Aston Martin Announces Major Layoffs to Save £40 Million

Jakarta, CNBC Indonesia - British luxury car manufacturer Aston Martin has announced plans to lay off 20% of its workforce. This efficiency measure is being taken to save costs of approximately £40 million after the company reported increased losses in the 2025 fiscal year.

The group, which is majority-owned by Canadian billionaire Lawrence Stroll, stated that it will cut around 500 employees. This decision follows a similar move earlier this year, which resulted in the layoff of 170 workers as part of the company’s operational adjustments.

Aston Martin’s management revealed that after conducting an organizational adjustment process in early 2025 to ensure that business resources align with future plans, they had to make a difficult decision at the end of 2025 to implement further changes.

“This latest program will ultimately impact up to 20% of our valuable workforce,” the official statement from Aston Martin’s management read, as quoted by the Guardian.

The details of these job cuts were released alongside a report of pre-tax losses that increased to £363.9 million in 2025. This figure is higher than the £289.1 million loss in the previous year.

The company’s performance has been pressured by trade barriers due to increased tariffs from the United States, as well as weakening market demand. This situation had been anticipated by investors after the company issued its fifth profit warning since September 2024 and sold the permanent naming rights to its Formula One team for £50 million.

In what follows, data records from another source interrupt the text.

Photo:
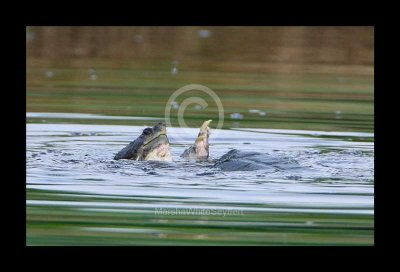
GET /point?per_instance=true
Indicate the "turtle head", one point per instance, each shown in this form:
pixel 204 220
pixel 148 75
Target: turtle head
pixel 155 144
pixel 201 143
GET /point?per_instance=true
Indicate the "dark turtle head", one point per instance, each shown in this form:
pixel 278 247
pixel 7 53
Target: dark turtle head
pixel 152 144
pixel 155 144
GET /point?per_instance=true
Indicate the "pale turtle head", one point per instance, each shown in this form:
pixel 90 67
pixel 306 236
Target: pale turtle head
pixel 200 149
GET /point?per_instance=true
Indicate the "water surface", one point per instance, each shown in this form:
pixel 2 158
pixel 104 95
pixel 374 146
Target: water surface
pixel 78 195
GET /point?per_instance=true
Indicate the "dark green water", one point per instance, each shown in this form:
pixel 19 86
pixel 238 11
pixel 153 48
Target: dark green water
pixel 303 93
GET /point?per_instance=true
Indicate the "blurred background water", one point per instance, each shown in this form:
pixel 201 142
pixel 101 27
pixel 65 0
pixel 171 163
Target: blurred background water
pixel 301 92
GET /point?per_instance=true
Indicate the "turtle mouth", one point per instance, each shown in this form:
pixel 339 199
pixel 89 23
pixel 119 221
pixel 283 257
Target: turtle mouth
pixel 157 148
pixel 158 137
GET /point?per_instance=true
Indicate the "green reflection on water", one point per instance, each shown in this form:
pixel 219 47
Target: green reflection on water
pixel 64 225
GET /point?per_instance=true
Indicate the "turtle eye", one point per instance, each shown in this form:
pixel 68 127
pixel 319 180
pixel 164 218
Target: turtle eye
pixel 147 131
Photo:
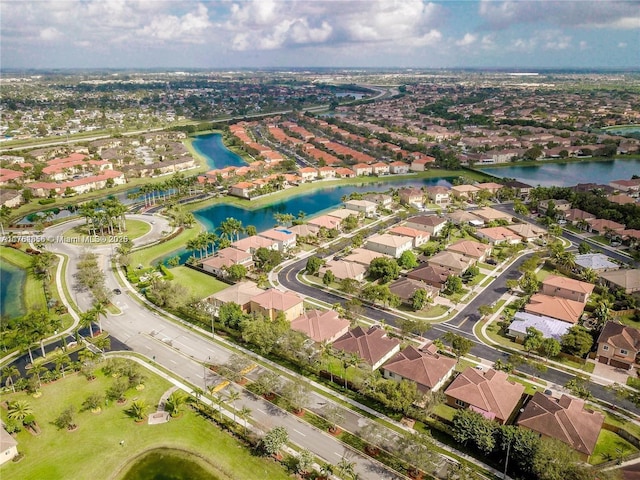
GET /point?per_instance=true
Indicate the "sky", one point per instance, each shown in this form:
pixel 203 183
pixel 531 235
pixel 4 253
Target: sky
pixel 518 34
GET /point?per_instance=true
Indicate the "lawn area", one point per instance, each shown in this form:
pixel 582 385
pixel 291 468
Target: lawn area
pixel 610 446
pixel 95 446
pixel 33 293
pixel 200 284
pixel 135 229
pixel 150 255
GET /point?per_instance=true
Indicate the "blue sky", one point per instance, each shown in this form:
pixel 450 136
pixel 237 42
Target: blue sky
pixel 525 34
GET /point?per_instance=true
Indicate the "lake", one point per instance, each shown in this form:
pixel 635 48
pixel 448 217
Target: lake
pixel 217 155
pixel 12 281
pixel 571 173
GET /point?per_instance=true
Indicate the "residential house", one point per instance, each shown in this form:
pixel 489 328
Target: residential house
pixel 373 346
pixel 321 326
pixel 565 419
pixel 8 446
pixel 439 195
pixel 467 192
pixel 425 366
pixel 272 302
pixel 488 214
pixel 555 307
pixel 471 249
pixel 240 293
pixel 489 393
pixel 628 280
pixel 392 245
pixel 405 288
pixel 454 262
pixel 342 269
pixel 418 237
pixel 597 262
pixel 433 275
pixel 550 327
pixel 619 345
pixel 284 238
pixel 429 223
pixel 498 235
pixel 565 287
pixel 527 231
pixel 364 206
pixel 411 196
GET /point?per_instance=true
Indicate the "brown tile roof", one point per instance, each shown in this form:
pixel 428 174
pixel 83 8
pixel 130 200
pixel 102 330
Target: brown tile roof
pixel 555 307
pixel 564 419
pixel 620 336
pixel 370 345
pixel 490 391
pixel 425 367
pixel 319 325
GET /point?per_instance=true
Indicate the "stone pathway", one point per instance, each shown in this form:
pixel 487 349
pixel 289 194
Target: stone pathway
pixel 161 416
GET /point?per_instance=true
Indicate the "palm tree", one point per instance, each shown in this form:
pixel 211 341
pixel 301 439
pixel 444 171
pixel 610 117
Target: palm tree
pixel 233 396
pixel 10 372
pixel 99 311
pixel 19 410
pixel 245 414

Aston Martin’s Chief Executive Officer, Adrian Hallmark, stated on Wednesday that cutting the number of employees will not immediately solve all of the company’s restructuring needs, but this step is an important part of the company’s overall strategy.

“The process of reducing the number of employees is already underway, which is important to make us leaner and more effective in the future,” said Adrian Hallmark.

The iconic car manufacturer currently has its headquarters in Gaydon, Warwickshire, as well as manufacturing facilities in St Athan, South Wales. Historically, the company’s share value has fallen sharply since it was listed on the stock exchange in 2019, accompanied by a dealer inventory crisis and ongoing production challenges.

The company explained that the trade tariffs imposed by Donald Trump have exacerbated these problems, making 2025 one of the most turbulent years in recent times. The company was forced to navigate an unpredictable policy landscape and supply chain challenges that have impacted volume, efficiency, and margins.

“This year has made one reality impossible to ignore: even the most resilient luxury brands are not immune to geopolitical friction, and the barriers created by these trade obstacles have reshaped the competitive environment in a way that requires us to adapt and make difficult decisions,” added the company’s management.